Giter Club home page Giter Club logo

Comments (15)

Rikorose avatar Rikorose commented on August 29, 2024

Hi there, could you send me the training log as well as the config file used for training. Are you sure the model fully converged? Did you make sure to choose the model based on the best validation loss? What is the batch size? Were there any NaNs in the training run? Which exact commit was used for training?

AdamW and Adam should not make a huge difference. I will double check if which one was used.

3 seconds should be fine. In each epoch, a different 3 seconds window will be used. I may have made some changes since then, e.g. handling shorter (than 3s) training samples.
100 RIRs should be fine, they are getting randomly sampled.

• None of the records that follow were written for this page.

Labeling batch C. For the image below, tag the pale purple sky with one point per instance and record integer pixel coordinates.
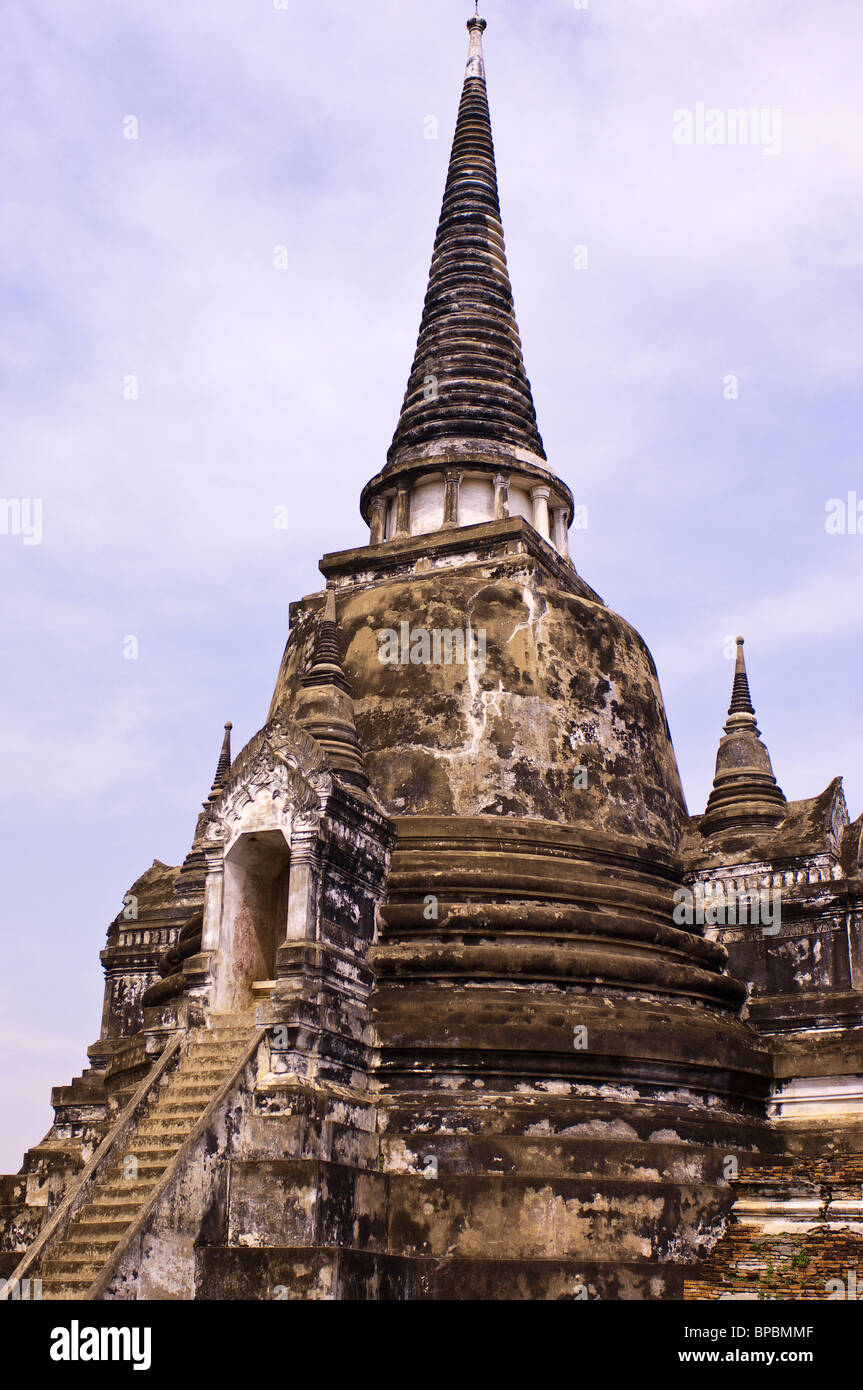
(305, 127)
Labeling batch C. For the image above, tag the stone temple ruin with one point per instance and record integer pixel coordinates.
(450, 997)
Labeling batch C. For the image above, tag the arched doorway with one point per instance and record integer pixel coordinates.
(255, 915)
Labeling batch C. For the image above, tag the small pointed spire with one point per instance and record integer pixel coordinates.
(223, 767)
(741, 699)
(745, 791)
(324, 706)
(475, 60)
(325, 667)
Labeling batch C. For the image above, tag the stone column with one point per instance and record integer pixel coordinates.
(450, 498)
(302, 887)
(502, 496)
(560, 531)
(402, 512)
(378, 521)
(541, 510)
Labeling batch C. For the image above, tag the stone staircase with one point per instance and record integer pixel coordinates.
(72, 1264)
(795, 1230)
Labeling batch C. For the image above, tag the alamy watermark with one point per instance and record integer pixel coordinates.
(719, 904)
(435, 647)
(759, 127)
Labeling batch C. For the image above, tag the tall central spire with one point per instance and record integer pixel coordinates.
(469, 377)
(467, 449)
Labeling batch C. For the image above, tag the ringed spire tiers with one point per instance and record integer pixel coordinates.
(467, 446)
(745, 791)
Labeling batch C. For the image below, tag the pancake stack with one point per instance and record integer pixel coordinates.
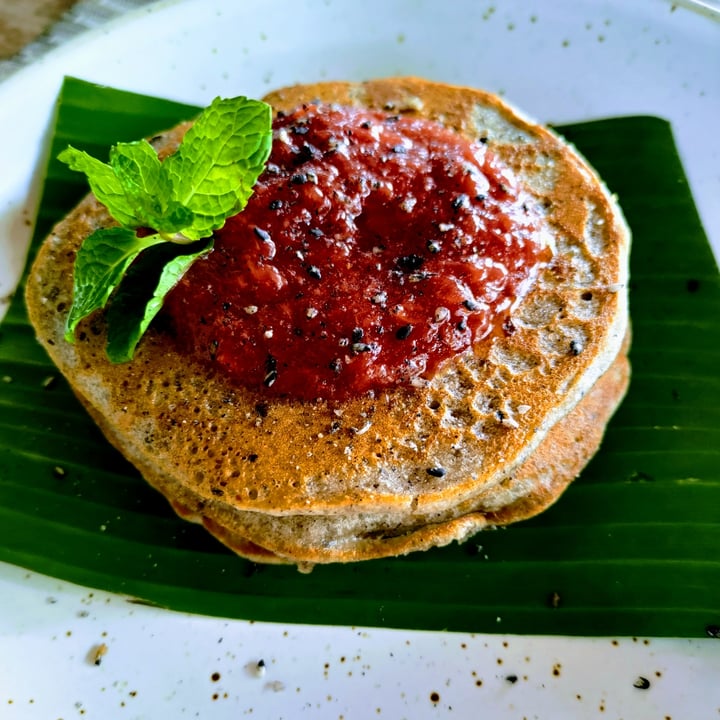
(493, 437)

p_reverb is the reverb probability during training. Since VCTK is non-reverb, this should not have a large impact. The conv_lookahead is a different lookahead (i.e. in the convolutions) than the df lookahead. The overall latency should be no more than 30 ms which is less compared to PercepNet or DCRNN.

from deepfilternet.

rohithmars avatar rohithmars commented on August 29, 2024

Hi,

Thank you for the reply.

Please find attached the log and config.ini
train.log
config.zip

So you mean to say even if the number of speech samples and number of noise samples, differ, it is okay? or should i oversample to match them?

As we had discussed before, nan occurs. But then i restart the training from previous epoch.

from deepfilternet.

Rikorose avatar Rikorose commented on August 29, 2024

The numbers of clean and noise samples may differ since they are randomly mixed at training time. One thing that I changed for better robustness in multi-speaker scenarios is sampling a different speech sample if the first one is shorter than 3 s. This may cause an performance drop.
It can be disabled by setting the probability to zero:
https://github.com/Rikorose/DeepFilterNet/blob/main/pyDF-data/src/lib.rs#L232

Also, we did not include the singing voice dataset, since it is correlated with the music that is also included in the noise sets, as well as the emotional speech due to worse recording quality.
How did you do your train/validation/test split?

The original model was trained in a different repository which I cleaned up for publishing. Maybe I cleaned up too much or introduced a bug somewhere during the refactoring process which causes a performance drop. I will need to double-check.

from deepfilternet.

rohithmars avatar rohithmars commented on August 29, 2024

Hi,

I had included the singing and emotional speech in my target. But the contribution from these data is small compared to read speech from DNS. Split is similar to 75%/15%/15%.

Also, did you include VCTK trainset as part of your training data? or is it only DNS dataset?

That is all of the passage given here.